Был ли Людовик Венгерский когда-либо ознакомлен с этим папским письмом, неизвестно, так как к моменту его написания Бертран де Де бежал из Неаполя в Рим. Даже если бы легат остался в столице, он вряд ли захотел бы передать его содержание суровому завоевателю. Не то чтобы укоры понтифика имели для короля большое значение, но Людовик Венгерский был озабочен гораздо более серьезными проблемами, большинство из которых он создал сам. Вскоре после захвата Неаполя король Венгрии развязал террор, чтобы выявить всех возможных соучастников смерти своего брата. Венгерские войска были особенно жестоки в своих преследованиях предполагаемых преступников. По словам Доменико да Гравина, многим невинным людям во время допросов отрезали пальцы и носы. "Захватчики не проявляли никакого милосердия к людям",[172] — сетует хронист, который до этого в своем повествовании о событиях был на стороне Андрея и венгров.

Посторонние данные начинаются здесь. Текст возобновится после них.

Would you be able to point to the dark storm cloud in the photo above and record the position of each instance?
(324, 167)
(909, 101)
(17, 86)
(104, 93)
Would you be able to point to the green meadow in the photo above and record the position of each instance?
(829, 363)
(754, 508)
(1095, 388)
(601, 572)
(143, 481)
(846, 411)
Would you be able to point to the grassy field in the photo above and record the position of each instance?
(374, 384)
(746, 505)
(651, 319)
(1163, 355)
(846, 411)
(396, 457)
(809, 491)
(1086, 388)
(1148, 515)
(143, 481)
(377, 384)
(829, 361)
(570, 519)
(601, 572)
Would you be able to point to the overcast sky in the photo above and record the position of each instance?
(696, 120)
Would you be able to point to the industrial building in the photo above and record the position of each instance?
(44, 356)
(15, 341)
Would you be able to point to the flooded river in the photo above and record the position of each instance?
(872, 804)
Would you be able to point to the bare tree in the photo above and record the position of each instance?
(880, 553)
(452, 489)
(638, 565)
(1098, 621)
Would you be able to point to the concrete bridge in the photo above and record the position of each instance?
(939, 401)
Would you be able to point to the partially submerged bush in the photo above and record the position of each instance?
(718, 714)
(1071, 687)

Никто не был застрахован от преследований. Представителям высшей знати грозила смерть, если они не укажут на подозреваемых из своей семьи. Методы Людовика Венгерского считались чрезмерными даже среди населения, привыкшего к применению кипящего масла и раскаленных щипцов. Один дворянин "был допрошен в присутствии короля и признался во всем, что от него хотели"[173], — рассказывает Доменико да Гравина. "Людовик [Венгерский] избрал для него особенно изысканное наказание: осужденного поместили над колесом, оснащенным острыми как бритва лезвиями, которое, вращаясь, разрезало его на части… Это дело продолжалось с половины третьей мессы до поздней вечерни… Безусловно, это было неслыханно и безмерно жестоко"[174], — отмечает хронист.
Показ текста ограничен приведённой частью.